Disable Shared Folder Mobile Synchronisation
- Access the Zimbra Web Client.
- To sync, right-click the shared folder.
- In the drop-down option, select Folder Sync Settings.
- Uncheck the box Check the Enable synchronisation for this folder box.
- Select OK Restrictions.
Filters for EAS
The EAS Filter’s Anatomy
EAS Filter Administration
Account Loggers for Mobile Devices
- The desired account.
- The log’s log_level (verbosity).
- The log_file is dedicated.
- While the logger is active, the window_size will be enforced on all devices synchronising with the account.
ABQ – Device Control Allow/Block/Quarantine ABQ Service
- a List of Device Controls
- an Authentication Engine
- a collection of CLI utilities
Modes ABQ
- If the device/user couple is not in the device list but is in the “allowed” list, synchronisation will proceed.
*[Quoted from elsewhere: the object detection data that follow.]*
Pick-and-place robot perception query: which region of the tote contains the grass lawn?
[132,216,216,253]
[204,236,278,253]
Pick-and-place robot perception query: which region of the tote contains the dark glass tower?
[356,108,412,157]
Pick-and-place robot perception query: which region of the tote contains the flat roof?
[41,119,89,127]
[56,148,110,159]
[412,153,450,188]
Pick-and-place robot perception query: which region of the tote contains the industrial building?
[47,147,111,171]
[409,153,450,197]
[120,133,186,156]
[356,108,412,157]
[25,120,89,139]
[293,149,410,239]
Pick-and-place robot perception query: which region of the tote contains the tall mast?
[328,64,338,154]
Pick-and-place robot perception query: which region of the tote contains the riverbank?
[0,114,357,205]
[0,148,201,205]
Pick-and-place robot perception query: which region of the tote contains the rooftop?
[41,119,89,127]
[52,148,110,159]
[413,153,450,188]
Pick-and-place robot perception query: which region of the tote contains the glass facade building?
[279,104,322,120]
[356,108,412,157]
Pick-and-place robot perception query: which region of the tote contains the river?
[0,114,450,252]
- If the device/user couple is not in the device list but is in the “allowed” list, synchronisation will proceed.
- If the device is not in the “allowed” list, synchronisation will be halted, a dummy email informing the user of the device’s “Quarantine” status will be sent, and the connection will be put to “Quarantine” status.
- If the device/user pair or the device alone is on the “allowed” list, synchronisation will proceed.
- If the device is not in the “allowed” list, the synchronisation will be marked as “Blocked,” no data will be synchronised, and a bogus email informing the user of the device’s “Blocked” status will be sent.